La terra è vicina, ma la paura resta. "C'è il timore che, essendo su una nave, possano riportarli indietro" spiega, descrivendo i loro sguardi in un contesto quasi surreale con l'imbarcazione sotto i riflettori del mondo. "Loro stanno lì fermi, calmi, anche se non sanno che gli sta succedendo, con una cinquantina di telecamere puntate sulla banchina". "Non mi aspettavo la loro tranquillità, ieri quando gli altri sono scesi, ho pensato che ci fossero stati dei problemi e, invece, no - aggiunge -. Non protestano neanche perché sono talmente abituati agli abusi da non riconoscerli". Una di loro, "anche lei giovanissima, aveva la mano deformata da un colpo di pistola, le hanno sparato nel campo libico e, se non me lo avesse detto il mediatore, lei non me l'avrebbe neanche fatta vedere".

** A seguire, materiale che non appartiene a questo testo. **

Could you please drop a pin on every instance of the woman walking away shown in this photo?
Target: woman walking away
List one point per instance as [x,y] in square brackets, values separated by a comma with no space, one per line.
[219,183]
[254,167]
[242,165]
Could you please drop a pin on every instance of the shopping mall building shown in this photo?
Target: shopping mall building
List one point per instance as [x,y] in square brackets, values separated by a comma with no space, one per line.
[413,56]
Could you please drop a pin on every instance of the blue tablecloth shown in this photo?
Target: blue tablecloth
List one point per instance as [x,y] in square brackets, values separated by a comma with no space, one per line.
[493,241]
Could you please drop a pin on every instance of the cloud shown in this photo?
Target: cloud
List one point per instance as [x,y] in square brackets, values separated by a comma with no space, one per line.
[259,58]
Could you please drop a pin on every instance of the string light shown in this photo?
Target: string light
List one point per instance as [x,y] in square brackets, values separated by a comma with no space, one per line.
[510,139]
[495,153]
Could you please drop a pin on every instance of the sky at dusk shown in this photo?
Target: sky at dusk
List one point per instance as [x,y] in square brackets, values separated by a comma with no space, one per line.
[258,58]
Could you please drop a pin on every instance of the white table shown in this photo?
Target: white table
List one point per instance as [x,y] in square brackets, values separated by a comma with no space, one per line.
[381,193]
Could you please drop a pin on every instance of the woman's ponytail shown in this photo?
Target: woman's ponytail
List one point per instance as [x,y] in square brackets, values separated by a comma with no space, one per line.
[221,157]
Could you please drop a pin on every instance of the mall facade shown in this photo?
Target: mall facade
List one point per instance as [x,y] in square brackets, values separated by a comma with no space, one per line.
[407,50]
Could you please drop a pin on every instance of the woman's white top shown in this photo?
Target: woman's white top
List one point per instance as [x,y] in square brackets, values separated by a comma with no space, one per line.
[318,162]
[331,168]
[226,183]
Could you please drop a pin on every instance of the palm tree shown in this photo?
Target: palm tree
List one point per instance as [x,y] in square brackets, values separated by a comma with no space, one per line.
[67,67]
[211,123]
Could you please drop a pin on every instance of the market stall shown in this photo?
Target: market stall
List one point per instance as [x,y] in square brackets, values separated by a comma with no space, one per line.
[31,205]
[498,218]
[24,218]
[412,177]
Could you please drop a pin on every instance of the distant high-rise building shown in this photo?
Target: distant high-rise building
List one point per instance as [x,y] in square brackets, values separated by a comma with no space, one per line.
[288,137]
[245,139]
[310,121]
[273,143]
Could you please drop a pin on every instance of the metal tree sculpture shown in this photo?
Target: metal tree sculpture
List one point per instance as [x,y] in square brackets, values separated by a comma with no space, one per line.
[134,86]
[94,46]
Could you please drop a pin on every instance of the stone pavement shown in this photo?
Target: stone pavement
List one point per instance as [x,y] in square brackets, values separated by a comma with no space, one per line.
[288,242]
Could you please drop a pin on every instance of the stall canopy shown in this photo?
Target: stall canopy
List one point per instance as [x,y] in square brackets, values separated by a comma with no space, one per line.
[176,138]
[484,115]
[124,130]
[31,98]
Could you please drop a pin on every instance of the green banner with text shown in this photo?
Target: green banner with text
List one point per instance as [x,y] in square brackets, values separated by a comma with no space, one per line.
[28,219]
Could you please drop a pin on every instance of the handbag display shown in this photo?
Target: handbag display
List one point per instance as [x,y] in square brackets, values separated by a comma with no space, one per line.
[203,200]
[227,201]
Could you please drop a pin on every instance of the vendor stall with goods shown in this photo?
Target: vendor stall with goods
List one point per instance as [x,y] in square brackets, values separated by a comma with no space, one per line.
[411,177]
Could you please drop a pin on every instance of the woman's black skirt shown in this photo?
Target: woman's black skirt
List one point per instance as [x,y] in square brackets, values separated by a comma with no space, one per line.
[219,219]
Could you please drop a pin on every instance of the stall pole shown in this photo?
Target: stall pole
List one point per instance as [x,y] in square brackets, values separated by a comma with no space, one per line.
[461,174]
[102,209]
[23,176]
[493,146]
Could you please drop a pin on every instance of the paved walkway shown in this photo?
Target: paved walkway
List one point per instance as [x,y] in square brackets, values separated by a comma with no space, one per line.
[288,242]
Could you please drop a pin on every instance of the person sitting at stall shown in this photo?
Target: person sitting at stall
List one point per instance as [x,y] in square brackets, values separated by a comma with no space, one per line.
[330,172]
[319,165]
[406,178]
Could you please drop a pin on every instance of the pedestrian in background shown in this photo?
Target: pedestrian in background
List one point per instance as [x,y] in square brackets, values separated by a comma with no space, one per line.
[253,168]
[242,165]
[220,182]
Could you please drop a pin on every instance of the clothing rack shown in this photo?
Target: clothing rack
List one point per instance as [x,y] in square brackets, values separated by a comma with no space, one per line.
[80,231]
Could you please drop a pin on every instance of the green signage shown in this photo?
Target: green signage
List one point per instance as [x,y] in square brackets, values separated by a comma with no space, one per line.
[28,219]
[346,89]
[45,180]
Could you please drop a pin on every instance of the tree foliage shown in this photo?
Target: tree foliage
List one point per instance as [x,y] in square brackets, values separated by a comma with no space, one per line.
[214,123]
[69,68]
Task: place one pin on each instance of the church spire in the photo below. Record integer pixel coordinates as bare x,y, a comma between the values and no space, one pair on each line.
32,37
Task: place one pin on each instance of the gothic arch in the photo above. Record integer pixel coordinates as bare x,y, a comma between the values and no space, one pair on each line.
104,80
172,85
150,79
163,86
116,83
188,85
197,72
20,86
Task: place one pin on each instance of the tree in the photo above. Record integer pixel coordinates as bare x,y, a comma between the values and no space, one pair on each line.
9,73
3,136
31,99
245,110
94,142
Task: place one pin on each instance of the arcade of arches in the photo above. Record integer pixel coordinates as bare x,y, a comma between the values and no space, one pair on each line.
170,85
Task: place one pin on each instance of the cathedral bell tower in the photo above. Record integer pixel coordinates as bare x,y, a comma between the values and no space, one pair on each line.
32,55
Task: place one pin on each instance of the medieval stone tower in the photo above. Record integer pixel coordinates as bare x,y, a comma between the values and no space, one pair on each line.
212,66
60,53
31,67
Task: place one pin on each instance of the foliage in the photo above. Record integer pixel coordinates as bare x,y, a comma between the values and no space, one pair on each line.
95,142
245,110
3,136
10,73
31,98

La storia è sempre la stessa. Partiti dall'Eritrea, "molti e molte non avevano ancora diciotto anni", passati per Karthum, la capitale del Sudan, e finiti "per mesi se non anni in Libia, erano circa 2mila persone, uomini e donne insieme, chiusi in un campo senza potersi muovere, senza nulla. Presi, messi in un container, in 200 nello stesso, e imbarcati. Non è il 'lusso'". La vita sul ponte è dura. "Sono in 150 da 8 giorni, hanno due bagni, che sono stati attrezzati, ma non sono previsti dalla nave che è di salvataggio. Non hanno docce, ora forse ne metteranno una, si sono lavati una volta con le pompe, messe a disposizione dal personale di bordo. Non hanno un ricambio, se non quello fornito dal centro di Lampedusa, il kit previsto per chi sbarca".

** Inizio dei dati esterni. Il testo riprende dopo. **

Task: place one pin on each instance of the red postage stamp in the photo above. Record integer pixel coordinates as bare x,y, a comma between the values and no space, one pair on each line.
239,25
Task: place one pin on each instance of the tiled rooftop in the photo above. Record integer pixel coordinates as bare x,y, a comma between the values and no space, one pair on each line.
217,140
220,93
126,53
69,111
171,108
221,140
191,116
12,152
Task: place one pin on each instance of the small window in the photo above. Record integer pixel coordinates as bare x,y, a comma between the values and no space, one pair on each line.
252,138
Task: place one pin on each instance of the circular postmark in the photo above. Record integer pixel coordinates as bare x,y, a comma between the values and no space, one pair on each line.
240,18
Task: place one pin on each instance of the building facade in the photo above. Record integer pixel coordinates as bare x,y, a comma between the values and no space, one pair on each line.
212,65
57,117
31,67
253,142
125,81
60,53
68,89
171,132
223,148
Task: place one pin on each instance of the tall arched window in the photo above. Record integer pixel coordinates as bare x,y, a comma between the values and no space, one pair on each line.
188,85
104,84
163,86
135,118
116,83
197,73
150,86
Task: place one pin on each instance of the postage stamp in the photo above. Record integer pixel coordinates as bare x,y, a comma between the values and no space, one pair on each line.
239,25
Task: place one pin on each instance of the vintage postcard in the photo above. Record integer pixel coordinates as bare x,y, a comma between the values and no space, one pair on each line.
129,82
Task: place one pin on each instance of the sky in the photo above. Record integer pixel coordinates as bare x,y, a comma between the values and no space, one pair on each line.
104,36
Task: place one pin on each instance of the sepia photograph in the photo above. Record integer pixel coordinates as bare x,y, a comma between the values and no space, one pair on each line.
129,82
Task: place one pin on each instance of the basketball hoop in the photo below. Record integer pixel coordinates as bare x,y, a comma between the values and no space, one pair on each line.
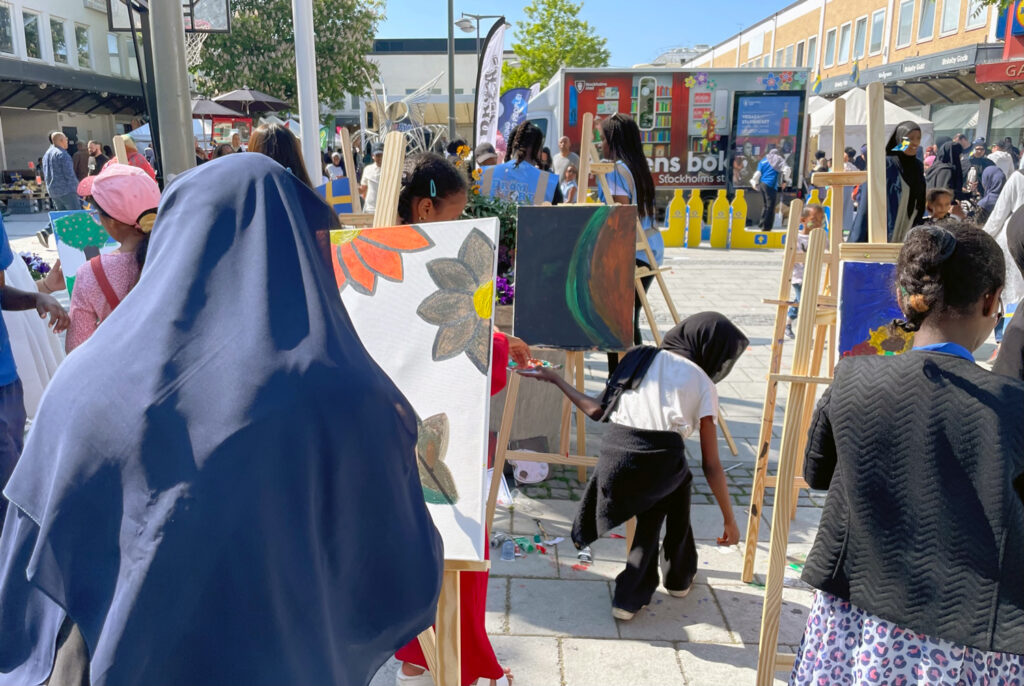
194,40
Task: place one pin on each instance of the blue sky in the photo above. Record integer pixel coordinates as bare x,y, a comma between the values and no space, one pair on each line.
637,30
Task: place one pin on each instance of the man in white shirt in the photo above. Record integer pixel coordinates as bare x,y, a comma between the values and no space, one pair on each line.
1003,159
564,158
371,177
335,170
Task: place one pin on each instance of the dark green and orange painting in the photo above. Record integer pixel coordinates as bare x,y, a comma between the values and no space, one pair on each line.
574,281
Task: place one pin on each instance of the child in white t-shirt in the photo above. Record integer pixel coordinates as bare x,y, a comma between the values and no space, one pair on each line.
654,399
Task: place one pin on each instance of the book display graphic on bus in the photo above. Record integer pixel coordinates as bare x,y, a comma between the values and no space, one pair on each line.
685,118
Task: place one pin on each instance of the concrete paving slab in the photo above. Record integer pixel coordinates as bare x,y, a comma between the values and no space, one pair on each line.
534,660
710,665
695,617
550,607
625,662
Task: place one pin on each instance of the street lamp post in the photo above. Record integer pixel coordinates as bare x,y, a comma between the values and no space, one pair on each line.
467,23
451,71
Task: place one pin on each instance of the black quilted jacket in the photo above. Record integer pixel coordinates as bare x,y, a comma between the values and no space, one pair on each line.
923,456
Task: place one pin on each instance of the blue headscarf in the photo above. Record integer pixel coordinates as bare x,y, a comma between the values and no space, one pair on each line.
220,486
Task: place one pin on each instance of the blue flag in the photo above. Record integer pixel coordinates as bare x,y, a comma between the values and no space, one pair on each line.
338,196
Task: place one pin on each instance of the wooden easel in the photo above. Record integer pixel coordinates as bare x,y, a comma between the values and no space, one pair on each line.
800,405
441,647
590,163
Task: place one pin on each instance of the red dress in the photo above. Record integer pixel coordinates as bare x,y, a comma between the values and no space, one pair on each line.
478,660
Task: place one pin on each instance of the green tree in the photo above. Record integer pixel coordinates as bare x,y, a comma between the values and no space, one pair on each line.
259,51
553,36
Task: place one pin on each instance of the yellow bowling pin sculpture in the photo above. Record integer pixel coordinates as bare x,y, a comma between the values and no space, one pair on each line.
738,211
694,219
675,237
720,220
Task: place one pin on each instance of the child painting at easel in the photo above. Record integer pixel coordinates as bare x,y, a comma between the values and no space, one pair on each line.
812,216
654,399
919,554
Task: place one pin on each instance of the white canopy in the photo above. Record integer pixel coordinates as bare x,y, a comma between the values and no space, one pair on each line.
142,135
856,121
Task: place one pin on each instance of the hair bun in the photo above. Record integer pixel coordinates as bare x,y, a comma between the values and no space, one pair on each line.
945,240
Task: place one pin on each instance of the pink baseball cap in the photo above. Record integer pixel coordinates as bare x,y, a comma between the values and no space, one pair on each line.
123,191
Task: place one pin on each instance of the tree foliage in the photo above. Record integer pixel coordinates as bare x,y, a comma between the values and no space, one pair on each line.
259,52
553,36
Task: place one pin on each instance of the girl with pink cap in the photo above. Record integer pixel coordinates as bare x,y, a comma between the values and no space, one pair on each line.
126,199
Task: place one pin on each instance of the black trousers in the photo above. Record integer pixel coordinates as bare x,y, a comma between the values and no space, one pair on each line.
636,585
637,306
769,197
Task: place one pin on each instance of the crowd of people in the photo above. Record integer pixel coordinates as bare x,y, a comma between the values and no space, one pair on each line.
164,488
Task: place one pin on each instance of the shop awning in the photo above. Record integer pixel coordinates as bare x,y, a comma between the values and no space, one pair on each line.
31,86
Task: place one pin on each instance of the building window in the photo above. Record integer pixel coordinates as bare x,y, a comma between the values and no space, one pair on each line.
82,42
844,44
58,39
6,31
114,51
859,38
878,26
829,57
905,29
33,39
926,28
977,14
950,17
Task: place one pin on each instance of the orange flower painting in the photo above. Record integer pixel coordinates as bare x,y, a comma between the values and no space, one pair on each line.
360,255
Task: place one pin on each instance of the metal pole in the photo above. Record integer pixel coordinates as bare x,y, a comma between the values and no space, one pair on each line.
451,71
171,80
305,73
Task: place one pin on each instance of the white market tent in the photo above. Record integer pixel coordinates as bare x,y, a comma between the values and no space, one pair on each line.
856,121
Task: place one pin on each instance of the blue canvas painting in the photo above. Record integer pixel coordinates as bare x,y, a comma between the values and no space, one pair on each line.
867,307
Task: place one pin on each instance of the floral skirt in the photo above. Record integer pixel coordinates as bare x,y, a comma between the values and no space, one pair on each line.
844,644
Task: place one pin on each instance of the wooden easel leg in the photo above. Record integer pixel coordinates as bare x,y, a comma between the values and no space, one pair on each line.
428,643
727,434
648,311
449,633
581,418
792,430
511,397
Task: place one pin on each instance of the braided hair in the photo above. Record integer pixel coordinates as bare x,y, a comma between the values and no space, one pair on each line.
427,175
946,267
623,136
525,145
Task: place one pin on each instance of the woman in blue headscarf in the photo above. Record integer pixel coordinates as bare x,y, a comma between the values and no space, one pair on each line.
220,485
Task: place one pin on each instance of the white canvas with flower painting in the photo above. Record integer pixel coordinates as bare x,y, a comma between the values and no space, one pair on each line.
421,298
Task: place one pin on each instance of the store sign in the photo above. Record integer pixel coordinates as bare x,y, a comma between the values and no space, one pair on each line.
1000,72
908,69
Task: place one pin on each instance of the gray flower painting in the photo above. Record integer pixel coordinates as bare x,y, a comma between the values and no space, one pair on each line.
462,306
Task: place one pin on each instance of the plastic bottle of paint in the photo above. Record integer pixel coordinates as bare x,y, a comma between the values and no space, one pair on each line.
675,237
720,220
694,219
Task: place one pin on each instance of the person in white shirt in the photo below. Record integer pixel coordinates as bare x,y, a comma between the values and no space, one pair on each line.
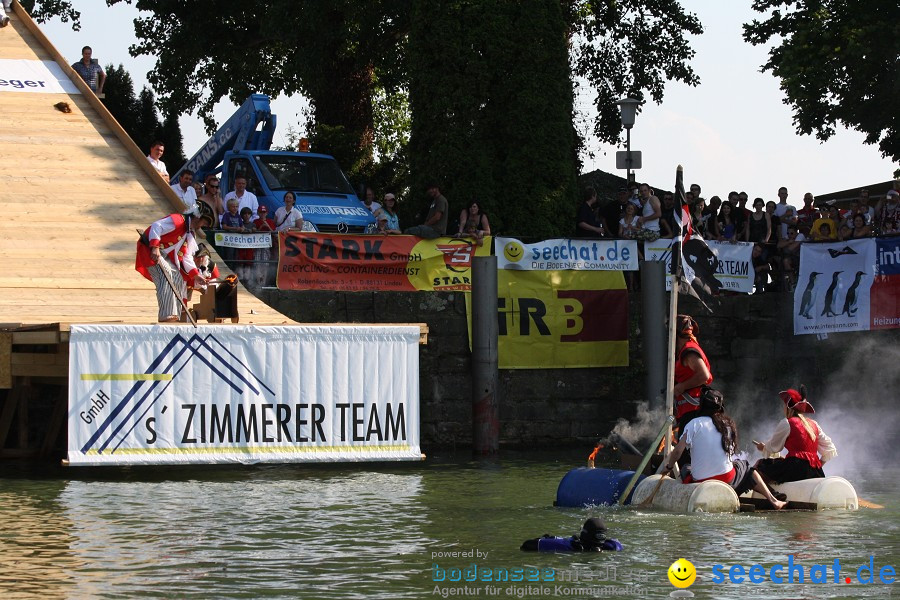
155,157
288,216
786,213
712,439
244,198
369,201
184,190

Le visite mediche vengono fatte sempre lì, sul ponte. "Difficile anche vincere la scabbia, ci vuole un momento di isolamento. In una vita così promiscua è impossibile fermarla. La curi a me, ma il mio vicino nel frattempo se l'è presa". E alla domanda di un mediatore culturale sui diritti umani in Eritrea, conclude, "hanno risposto: cosa sono?".